Age-adjusted incidence rate of triple-negative breast cancer, per 100,000 women, in state economic areas (n = 415) in the United States, 2011–2013. Values are suppressed for areas with < 16 cases

Fig. 2
figure 2

Age-adjusted incidence rate of triple-negative breast cancer, per 100,000 women, for a women < 50 years and b women 50 + years in state economic areas (n = 415) in the United States, 2011–2013. Values are suppressed for areas with < 16 cases

Fig. 3
figure 3

Age-adjusted incidence rate of triple-negative breast cancer, per 100,000 women, for a white women and b black women in state economic areas (n = 415) in the United States, 2011–2013. Values are suppressed for areas with < 16 cases

Bivariate associations with TNBC

In bivariate analysis, overall TNBC incidence (among women of all ages and all races) was higher in SEAs with more black women, female-headed households, and residents living in poverty; with greater densities of obstetrician/gynecologists (OBGYNs) and oncologists; and with higher prevalence of obesity, recent mammography, and smoking (all p < 0.05) (Table 2). In contrast, overall TNBC incidence was lower in SEAs with more non-literacy and with greater densities of mammography facilities (both p < 0.05). For example, for each one-unit increase in the concentration of black women over age 45, there were 2.04 additional cases of TNBC per 100,000 women per year (p < 0.001), and for each one-unit increase in non-literacy, there were 0.56 fewer cases of TNBC (p < 0.01).

Table 2 Bivariate associations between independent variables and triple-negative breast cancer incidence rates across state economic areas (n = 415) in the United States, 2011–2013

These patterns of associations were relatively similar across age- or race-specific subgroups. However, the magnitude of these associations varied; for example, among white women, relatively small differences in TNBC incidence were observed by the concentration of black women over age 45 in an SEA (estimate (est.) = 0.30, p < 0.05), but this association was much stronger for TNBC incidence among black women (est. = 3.38, p < 0.001) and older women (est. = 4.57, p < 0.001). In general, relationships between the independent variables and TNBC incidence were stronger among older women compared to younger women, and among black women compared to white women.

Multivariable associations with TNBC

In multivariable analysis, we retained seven independent variables that captured sociodemographic, healthcare, and health behavior characteristics across SEAs (Table 3). Overall TNBC incidence was higher in SEAs with more black women (est. = 1.62), greater densities of OBGYNs (est. = 0.40), and higher prevalence of obesity (est. = 0.72) and smoking (est. = 0.63) (all p < 0.05) (adjusted R2 = 0.36). In contrast, overall TNBC incidence was lower in SEAs with more working class residents (est. = − 0.55) and more residents without health insurance (est. = − 0.52) (both p < 0.05).

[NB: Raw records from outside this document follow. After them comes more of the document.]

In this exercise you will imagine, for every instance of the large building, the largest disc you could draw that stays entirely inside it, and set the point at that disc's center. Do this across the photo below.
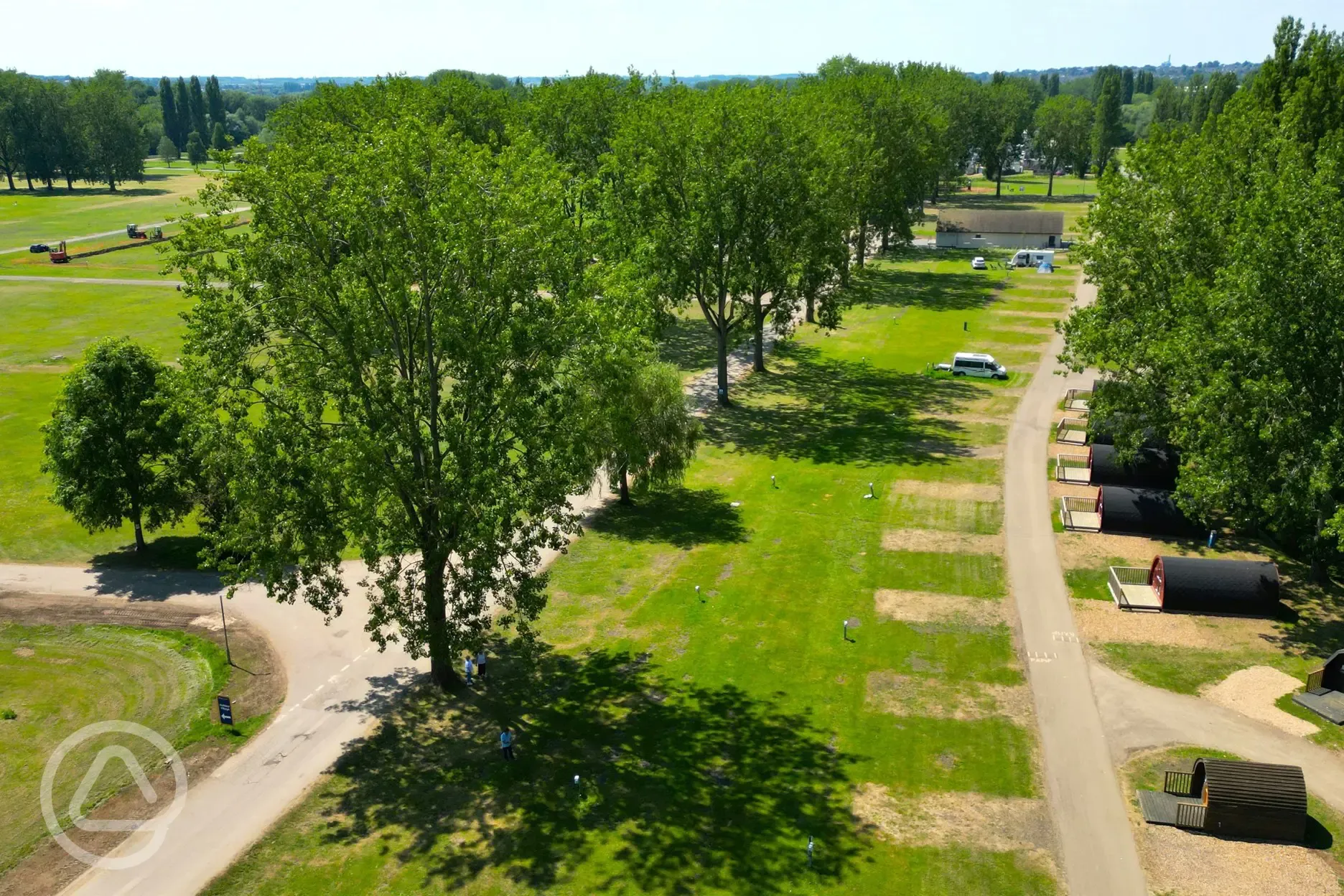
(977, 229)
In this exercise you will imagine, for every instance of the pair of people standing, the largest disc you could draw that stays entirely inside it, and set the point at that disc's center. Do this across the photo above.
(477, 666)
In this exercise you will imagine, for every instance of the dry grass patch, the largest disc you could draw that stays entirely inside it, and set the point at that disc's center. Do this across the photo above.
(933, 698)
(1102, 622)
(941, 541)
(1000, 823)
(952, 490)
(924, 606)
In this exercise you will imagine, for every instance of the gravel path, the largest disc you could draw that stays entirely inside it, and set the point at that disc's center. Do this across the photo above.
(1098, 849)
(1253, 692)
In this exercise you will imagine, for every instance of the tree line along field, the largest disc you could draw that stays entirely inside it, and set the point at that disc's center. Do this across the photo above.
(714, 731)
(43, 217)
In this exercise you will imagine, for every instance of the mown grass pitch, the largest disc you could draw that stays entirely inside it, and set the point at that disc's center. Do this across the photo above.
(714, 731)
(42, 217)
(58, 678)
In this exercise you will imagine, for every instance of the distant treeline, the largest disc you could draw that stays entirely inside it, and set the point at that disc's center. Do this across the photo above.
(100, 129)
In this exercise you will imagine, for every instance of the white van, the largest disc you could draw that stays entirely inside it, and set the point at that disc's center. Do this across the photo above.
(1034, 257)
(977, 364)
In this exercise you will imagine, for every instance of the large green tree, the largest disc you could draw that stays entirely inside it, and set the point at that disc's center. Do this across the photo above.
(650, 433)
(1219, 265)
(1004, 120)
(403, 356)
(106, 116)
(1108, 128)
(112, 447)
(1063, 135)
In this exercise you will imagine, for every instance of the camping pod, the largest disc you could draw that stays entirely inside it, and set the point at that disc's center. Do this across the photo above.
(1140, 510)
(1231, 798)
(1151, 468)
(1251, 798)
(1214, 586)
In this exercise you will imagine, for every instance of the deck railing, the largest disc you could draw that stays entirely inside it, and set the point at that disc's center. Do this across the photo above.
(1121, 577)
(1191, 816)
(1071, 430)
(1070, 504)
(1177, 783)
(1070, 462)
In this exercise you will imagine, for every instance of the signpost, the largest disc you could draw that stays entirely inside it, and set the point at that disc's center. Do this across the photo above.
(226, 711)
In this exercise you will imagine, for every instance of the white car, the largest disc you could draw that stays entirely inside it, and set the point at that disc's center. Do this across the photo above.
(977, 364)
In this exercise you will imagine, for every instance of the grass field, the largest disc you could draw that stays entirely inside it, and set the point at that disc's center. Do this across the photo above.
(713, 731)
(58, 678)
(43, 331)
(47, 217)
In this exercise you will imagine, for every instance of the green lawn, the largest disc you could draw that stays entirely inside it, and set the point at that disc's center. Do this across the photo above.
(713, 731)
(42, 320)
(47, 217)
(61, 678)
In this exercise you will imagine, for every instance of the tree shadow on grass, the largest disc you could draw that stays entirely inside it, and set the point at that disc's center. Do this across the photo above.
(690, 344)
(166, 569)
(679, 516)
(682, 788)
(835, 411)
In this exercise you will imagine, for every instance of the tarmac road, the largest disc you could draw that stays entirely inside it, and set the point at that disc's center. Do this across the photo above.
(1098, 849)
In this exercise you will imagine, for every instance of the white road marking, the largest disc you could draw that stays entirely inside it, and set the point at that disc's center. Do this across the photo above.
(128, 887)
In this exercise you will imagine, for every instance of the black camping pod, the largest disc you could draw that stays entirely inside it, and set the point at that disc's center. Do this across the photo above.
(1251, 798)
(1214, 586)
(1140, 510)
(1151, 468)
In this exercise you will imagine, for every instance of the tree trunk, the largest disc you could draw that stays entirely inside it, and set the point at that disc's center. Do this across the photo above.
(758, 324)
(436, 617)
(722, 332)
(1320, 570)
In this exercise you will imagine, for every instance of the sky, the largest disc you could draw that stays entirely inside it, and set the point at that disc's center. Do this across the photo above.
(330, 38)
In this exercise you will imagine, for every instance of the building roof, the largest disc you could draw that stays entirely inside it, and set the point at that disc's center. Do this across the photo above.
(997, 220)
(1205, 583)
(1253, 785)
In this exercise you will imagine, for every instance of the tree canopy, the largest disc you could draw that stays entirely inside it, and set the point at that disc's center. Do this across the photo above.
(403, 360)
(1218, 261)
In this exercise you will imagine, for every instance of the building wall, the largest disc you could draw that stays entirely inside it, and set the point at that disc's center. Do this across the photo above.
(961, 239)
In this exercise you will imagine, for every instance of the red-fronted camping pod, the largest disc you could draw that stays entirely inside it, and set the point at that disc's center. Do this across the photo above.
(1202, 584)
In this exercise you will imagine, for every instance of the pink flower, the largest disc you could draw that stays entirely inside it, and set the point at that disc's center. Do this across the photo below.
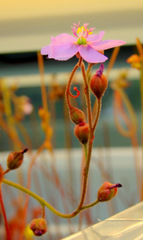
(89, 46)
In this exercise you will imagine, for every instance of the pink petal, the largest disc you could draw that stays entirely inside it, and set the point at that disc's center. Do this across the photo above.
(95, 37)
(103, 45)
(62, 47)
(45, 50)
(90, 55)
(63, 51)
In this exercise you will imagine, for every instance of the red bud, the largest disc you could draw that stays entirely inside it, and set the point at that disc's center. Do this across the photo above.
(38, 226)
(15, 159)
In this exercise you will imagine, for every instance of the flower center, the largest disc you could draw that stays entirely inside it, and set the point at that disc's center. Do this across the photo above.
(81, 33)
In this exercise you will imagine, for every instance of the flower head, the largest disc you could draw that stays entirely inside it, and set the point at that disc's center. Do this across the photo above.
(88, 45)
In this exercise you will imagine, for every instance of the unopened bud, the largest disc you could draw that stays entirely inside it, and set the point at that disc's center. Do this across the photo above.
(38, 226)
(99, 83)
(81, 131)
(76, 115)
(15, 159)
(107, 191)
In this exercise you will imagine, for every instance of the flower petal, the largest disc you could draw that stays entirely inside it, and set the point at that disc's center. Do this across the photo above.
(90, 55)
(103, 45)
(45, 50)
(95, 37)
(62, 47)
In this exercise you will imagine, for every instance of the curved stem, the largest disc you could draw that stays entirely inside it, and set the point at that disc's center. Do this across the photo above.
(90, 205)
(67, 93)
(87, 97)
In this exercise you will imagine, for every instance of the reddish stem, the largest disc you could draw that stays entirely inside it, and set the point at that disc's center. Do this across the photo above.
(4, 217)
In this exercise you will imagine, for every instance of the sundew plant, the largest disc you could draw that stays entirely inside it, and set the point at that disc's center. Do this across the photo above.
(88, 48)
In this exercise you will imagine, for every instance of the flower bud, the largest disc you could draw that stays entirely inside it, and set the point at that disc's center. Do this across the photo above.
(38, 226)
(81, 131)
(99, 83)
(107, 191)
(15, 159)
(76, 115)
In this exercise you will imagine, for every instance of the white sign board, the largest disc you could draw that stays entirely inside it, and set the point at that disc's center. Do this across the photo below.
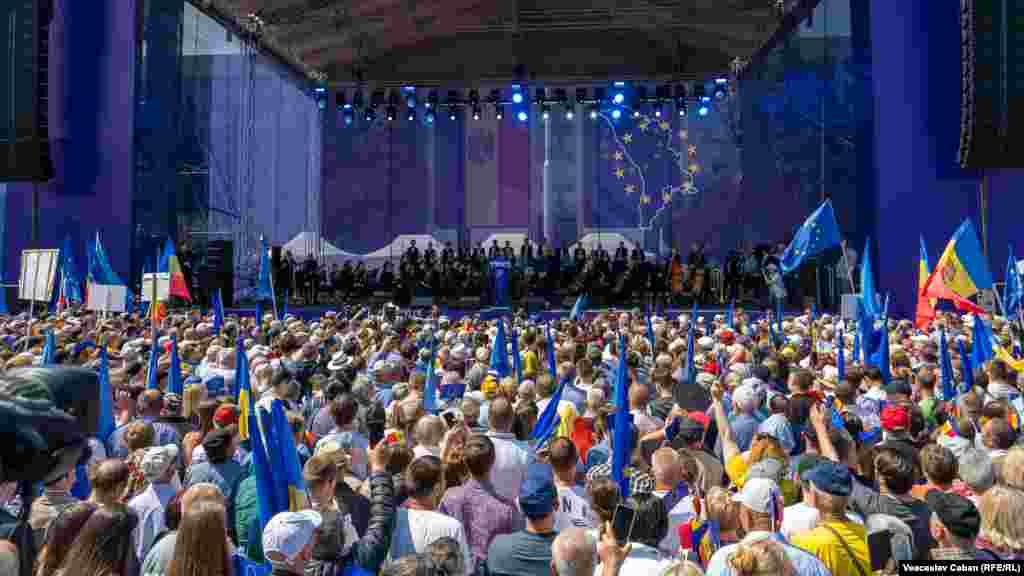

Table 3 Multivariable associations between independent variables and triple-negative breast cancer incidence rates across state economic areas (n = 415) in the United States, 2011–2013

Generally, these patterns of associations were similar across age- or race-specific subgroups, although many coefficient estimates lost statistical significance and the adjusted R2 values were smaller in the subgroup analyses. Thus, none of the independent variables were associated with TNBC incidence for all of the age- or race-specific subgroups. Again, the magnitude of the associations varied. Among white women, TNBC incidence was not associated with the concentration of black women (est. = − 0.05, p < 0.05), but this association was large and statistically significant among older women (est. = 3.44, p < 0.001). In general, relationships between the independent variables and TNBC incidence were stronger among older women compared to younger women, and among black women compared to white women.

Sensitivity analysis

When we repeated the multivariable models using incidence rates based on only the observed cases of TNBC, we found very similar associations with the SEA characteristics as in the main analysis (Supplementary Table S2). All of the model estimates maintained the same direction and similar magnitude, with only a few differences in statistical significance compared to the models using the imputed data (Table 3).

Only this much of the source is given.